Matthew Hart

Matthew Hart's work experience begins with their current role as a Scientist at RareCyte, Inc. Their primary work involves characterizing gene expression signatures from ultra rare circulating placental cells in order to identify indicators of stillbirth or other complications during pregnancy.

Prior to their current role, Matthew worked as a Staff Scientist at Fred Hutch from 2019 to 2023. Here, they studied CD4 and CD8 T cell development and lineage specification, with a focus on optimizing memory capacity and effectorness for CAR T applications. Their work incorporated various immunological techniques and emerging areas of research and technology.

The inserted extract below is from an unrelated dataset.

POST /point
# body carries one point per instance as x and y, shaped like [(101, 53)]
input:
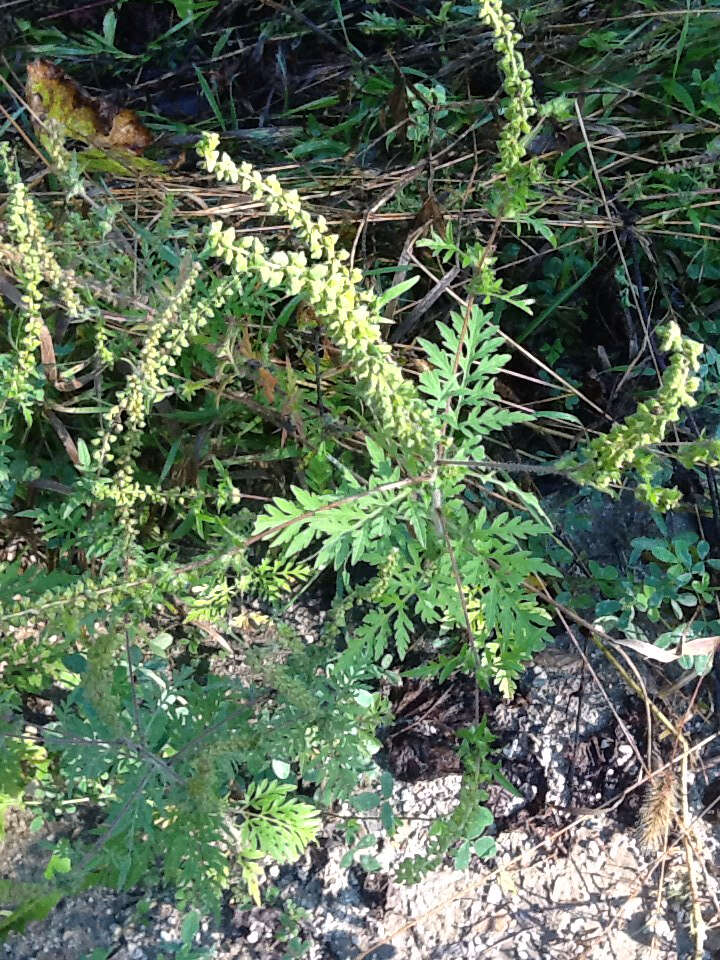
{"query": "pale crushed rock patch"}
[(586, 898)]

Before Fred Hutch, Matthew worked as a Senior Fellow (Post Doc) at the University of Washington from 2013 to 2019. Their research focused on pre-B cell leukemia, specifically exploring the potential of latent gene paralogs to rescue loss of function mutations in the PAX5 developmental transcription factor.

Matthew's work experience also includes a role as a Graduate Research Assistant at the University of Arizona from 2006 to 2013, where they studied EGFR/ERBB receptor trafficking and activity in breast and pancreatic cancer.

Additionally, they worked as a Research Associate at the Allen Institute for Brain Science from 2005 to 2006 and as an Intern at Stanford University in 2004.

Matthew Hart completed their Bachelor of Science (B.S.) degree in Molecular Biology from the University of Washington in 2004. Matthew then pursued their Ph.D. in Genetics from the University of Arizona, completing it in 2013. Following this, they engaged in postdoctoral study at the University of Washington from 2013 to 2019, focusing on Cancer and Molecular Biology Genetics.